Born in Germany, weiss’ family fled the Holocaust and moved first to New York, where she was for a time the only white child in her Harlem school. They then moved to Chicago. In Chicago she met a community of artists including Gwendolyn Brooks, who became a friend and mentor, and began experimenting with reading poetry accompanied by jazz—an idea she developed further in San Francisco, where she became close to Jack Kerouac.
In cropping her hair and dying it green, after the anti-prejudice film The Boy with Green Hair (1948), weiss even anticipated the look of 1970s punk rock by decades. That her life touched all these bases should make it easier to see her as the representative figure she was.
ART AS AN OBJECT OF FREEDOM
The creative work of her generation of artists can be viewed through the lens of Richard Wright’s 1940 essay on the writing of his classic novel Native Son, “How Bigger Was Born.” There he described wrestling with the questions of dehumanization, nihilism, and state power (Hitler and Stalin as well as Jim Crow) as objects of imaginative creation—of mental freedom. In writing of the creation of his central character, Wright said: “I made the discovery that Bigger Thomas was not Black all the time; he was white, too, and there were literally millions of him, everywhere.”

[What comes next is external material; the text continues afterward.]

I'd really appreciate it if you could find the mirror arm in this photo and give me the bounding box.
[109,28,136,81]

This was the impulse behind the innovation of jazz-poetry, as well as of Black and working-class artists’ appropriation of aspects of European modernism, from Charlie Parker, Ralph Ellison and Romare Bearden to the Association for the Advancement of Creative Music in the 1960s.
A trivializing academic world may have reduced the artistic history of that era to the empty category of “Postmodernism,” but as a new generation confronts a similar nexus of state power, dehumanization, and nihilism, the underlying humanism of these great artists will be reinterpreted and built upon. As ruth weiss promised in her poem “San Francisco, silly city”: “The Tower of Babel will not be built again.”